How to ensure data quality with Great Expectations
Data Quality — one of the crucial parts of the DWH development lifecycle but still I believe part which usually lies on the bottom of the backlog with the lowest priority. Simply because it does not bring immediate business value — no new dashboard or KPI is coming on stage because of DQ, no new customer intake, or canceled churn because of the data quality solution in place. But in long term I think DQ brings many benefits, starting with potential data issues being discovered before they are spotted and reported by business users which is already late because it can have an impact on business or decisions which are being made. Another unquestionable benefit of having DQ in place is building confidence. Confidence in data, confidence in the data team who is preparing them. Last but not least having DQ as part of the project can speed up the development and make it cheaper because once you have an automatic system which is ensuring that your business rules are applied correctly and data have the shape which they are supposed to have then you do not need to dedicate a time to do such task manually as part of development.
During my career and many projects which I have been part of we sooner or later have made it to the point when we have started thinking about some automatic DQ solution. But always we have started with some bits and pieces, custom-made code which was trying to ensure some minimal data quality. Many times also the target architecture has contained some info about the DQ solutions that should be implemented some times.
Today, I would like to have a look at Data Quality, not from an isolated view when developers try to ensure the DQ at least on the level of database constraints. But I would like to have a look at the matter from a complex view, introduce a great tool that has the word GREAT in the name and try to introduce complex architecture how it might be integrated into a solution including Snowflake and used for automatic data quality verification.
Today I am going to introduce a data quality tool called Great Expectations and solution which I have developed around it. We will cover parts like how to prepare infrastructure and development environment for the whole team and then we will have a look at how to integrate the tool with Snowflake and automate the data verification process through Github Actions. Let’s start! 🚀
Great Expectations introduction
The great expectation is an open-source tool built in Python. It has several major features including data validation, profiling, and documenting the whole DQ project. Automation together with proper logging and alerts on top of data quality solutions are essential parts of having a successful and reliable solution. Great Expectations (GE) offers many integrations (Airflow, Slack, Github Actions, etc.) which supports those tasks and makes them possible.
Are one of the tool's key features used for data assertions. There is a lot of prebuilt expectations where not all of them have been implemented for all sources. If you need an expectation that does not exist you are free to develop it on your own! Meaning that the whole concept behind expectations is very flexible and easy to extend. How does such an expectation look? Please look below. Basically, they cover common data issues.

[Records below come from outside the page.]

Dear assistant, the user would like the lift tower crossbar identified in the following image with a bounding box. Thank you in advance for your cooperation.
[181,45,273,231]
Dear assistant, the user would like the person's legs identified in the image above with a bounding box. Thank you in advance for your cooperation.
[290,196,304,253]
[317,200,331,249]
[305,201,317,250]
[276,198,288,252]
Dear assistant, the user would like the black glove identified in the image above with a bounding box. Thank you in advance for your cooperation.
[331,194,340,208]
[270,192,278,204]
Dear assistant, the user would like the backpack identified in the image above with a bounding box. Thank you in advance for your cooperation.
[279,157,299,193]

Automatically generated documentation about your expectations same as about result of their verification is called Data docs. It is generated into a human-readable format in form of web pages available to anyone who needs it. Documentation is always up to date because it is generated based on your tests and tests run against new data. Documenting is always a pain for each team so providing automatically generated documentation makes life easier for developers and provides value to data consumers and maintainers.
Automated data profiling
Great Expectations can also profile your data automatically and based on results generate the expectations based on profiling. This is a nice feature of how to make understanding the new data easier and faster. Of course, you still need the domain knowledge and verify the proposed expectations as not all of them will be relevant. But as I said it can help you especially with new datasets and maybe it will provide expectations which you would not think of at the early stage of development.
Various data sources
I want to highlight how many different data sources GE supports. Starting with various SQL databases like MySQL, PostgreSQL through cloud-based DBs including Athena, BigQuery, Redshift, and Snowflake. Next, you can connect to data on S3, GCS, Azure Blob Storage using Spark or Pandas. Last but not least you can of course validate data on a local filesystem.
Where to get more info and how to learn GE?

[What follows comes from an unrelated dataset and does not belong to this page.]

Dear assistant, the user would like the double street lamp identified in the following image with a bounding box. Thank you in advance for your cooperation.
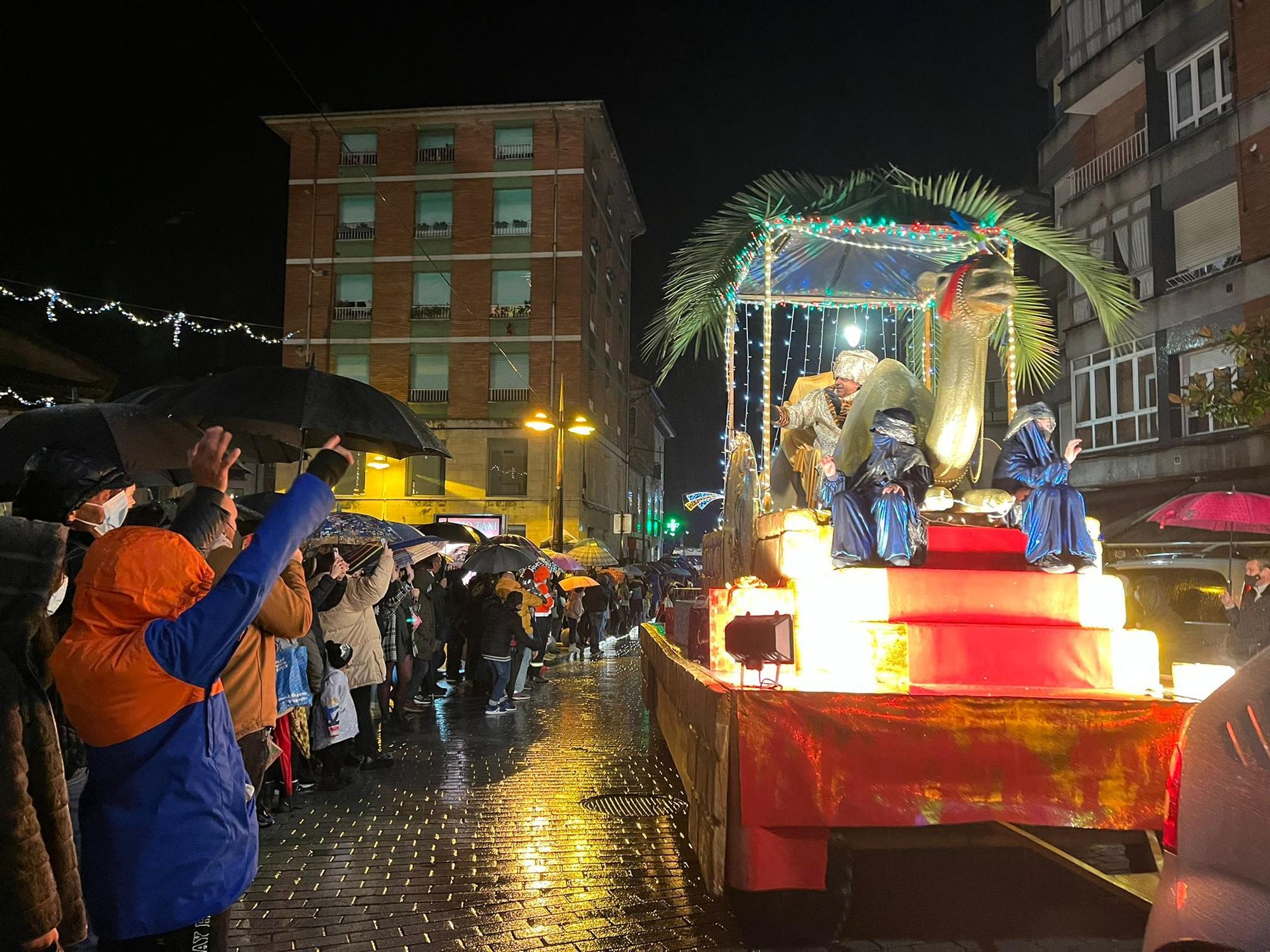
[525,373,596,552]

Let’s not go too much into details of all features and tool capabilities. If you want to learn more and possibly try it yourself I can strongly recommend their official documentation where you can find many tutorials starting with a simple „hello world“ application going through different use cases on how to use this and that feature of GE.

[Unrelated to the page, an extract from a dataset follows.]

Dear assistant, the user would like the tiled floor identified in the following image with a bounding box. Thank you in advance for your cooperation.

I have to mention also the community around GE. There is a growing friendly community around and you can meet others on Slack or GitHub. Slack community is really helpful in cases you will be stuck somewhere. There are support and beginners channels and I have found help there many times.
❄️ Snowflake and Great Expectations
Now let’s focus on our own implementation of Great Expectations, how we have integrated it into our architecture, daily routine and what kind of challenges in relation to infrastructure and overall architecture we have been facing. We have DWH in Snowflake — 30 TB in size, a couple of thousand ETL jobs, various sources including relational DBs, flat files, APIs, etc. We have been aiming for Data Quality Solution which will be:
- working as a standalone solution
- independent from the current ETL tool (Dataiku)
- code-based — Python preferably
- working natively with Snowflake
- supporting various orchestration tools like Apache Airflow or GitHub Actions
Great Expectations fulfill all the requirements. The first challenge we had to solve is how to prepare the development environment and whole GE set up for the data engineering team. GE is not a client-server solution where all the developers would be connecting to some sort of server and work there simultaneously on different tasks. The usual pattern is having GE installed locally and working there or using some prepared docker image. Because of internal rules we are not allowed to fetch data into local computers. In the end, we have decided to build the whole infrastructure around the GitHub repository because as an orchestration tool we use GitHub Actions. Our aim was to prepare as easy an infrastructure as possible for the whole team with no need to tweak, modify or build anything by developers on regular basis but simply having something that they can use right away and they don’t need to take care about any infra details at all. For development purposes we use AWS EC2 machine with prepared python’s virtual environments per developer or as a second option developers can use prepared docker image with preinstalled tools and dependencies. You can see the architecture on high level schema below. Let’s look at it in detail.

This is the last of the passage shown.